Выяснилось, у победителей есть некий замысел насчет команды пленных. 'Ехидный' с двумя помощникам начали выгонять всех наружу. Там, в некотором отдалении стояли два офицера, и еще с пяток автоматчиков. После полумрака каменного мешка бойцы щурились и отворачивались от солнца. Щеголеватый — с моноклем и стеком — офицер, подойдя поближе тоже прищурился, но не от солнца, а от вони. Подняв руку в кожаной перчатке, он начал пересчитывать пленных.
— Айнц, цвай, драй, фир, фюнф… эльф. Гут.
Закончив счет, он выпустил из глаза монокль, и махнул 'Ехидному', веди, мол, и приложил к носу надушенный, видимо, платок.
Фурцев плелся последним в короткой колонне по два, ноги заплетались, приходилось все время смотреть под них. В голове шумело. Перед глазами мелькали черные, панцирные пятки Мусина, грязные тесемки кальсон волочились по земле.
Колонна вышла за заводские ворота. В конце открывшейся улицы можно было рассмотреть край сада и угол давешней школы. Конвой держался на приличном расстоянии, и был вполне настороже.
— Куда это нас? — По привычке обернувшись к командиру спросил Мусин. Командир не успел ответить. Справа от ворот обнаружилась довольно большая лужа. Солдатики не сговариваясь все разом порушили строй и, попадав на колени, стали глотать прохладную водицу.
'Ехидный' шипя про себя классическое 'руссише швайн' кинулся к ним и стал пихать сапогом в бок, пленные падали на бок, но от воды и не думали отползать.
Офицер, что-то пробормотал себе под нос, и быстро зашагал вперед.
Вода была замечательная, видимо, от ночного дождя, почти прозрачная, и только самую малость отдавала чем-то нефтяным.

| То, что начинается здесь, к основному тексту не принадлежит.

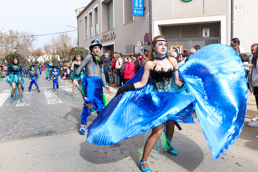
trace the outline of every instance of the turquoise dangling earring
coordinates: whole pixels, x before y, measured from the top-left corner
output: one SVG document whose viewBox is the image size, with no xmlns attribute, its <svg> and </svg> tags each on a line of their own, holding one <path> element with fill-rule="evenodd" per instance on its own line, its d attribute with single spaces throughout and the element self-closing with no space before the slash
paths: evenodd
<svg viewBox="0 0 258 172">
<path fill-rule="evenodd" d="M 166 56 L 166 57 L 167 58 L 168 58 L 168 54 L 167 53 L 166 53 L 166 54 L 165 54 L 165 56 Z"/>
<path fill-rule="evenodd" d="M 153 59 L 156 59 L 156 56 L 157 55 L 157 54 L 156 54 L 156 52 L 154 51 L 152 54 L 153 55 Z"/>
</svg>

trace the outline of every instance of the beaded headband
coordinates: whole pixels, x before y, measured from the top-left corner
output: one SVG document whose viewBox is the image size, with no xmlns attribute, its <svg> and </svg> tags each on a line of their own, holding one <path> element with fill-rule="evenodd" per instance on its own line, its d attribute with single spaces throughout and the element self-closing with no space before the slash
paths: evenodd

После водопоя колонну погнали вдоль кирпичной стены завода, затем повернули в оглушенный жаркими акациями, переулок. И нигде, ни души. Просто сонное утро в маленьком городке. Единственное, что с разных сторон попахивало гарью.
Так, медленно петляя по переулкам, и вышли к белым воротам городского парка. Тут стоял и тихо тарахтел на холостом ходу мотоцикл с коляской. В коляске сидел и лениво лопал тушенку из банки толстый, очкастый немец. Черный, ноздреватый ствол пулемета торчал в небо. Увидев колонну, пулеметчик радостно подавился свининой, и стал тыкать ложкой вправо от себя, туда, туда идите.
— Так неужели ж, правда, расстреляют? — Опять обернулся к Фурцеву Мусин. — Зачем же тогда держали?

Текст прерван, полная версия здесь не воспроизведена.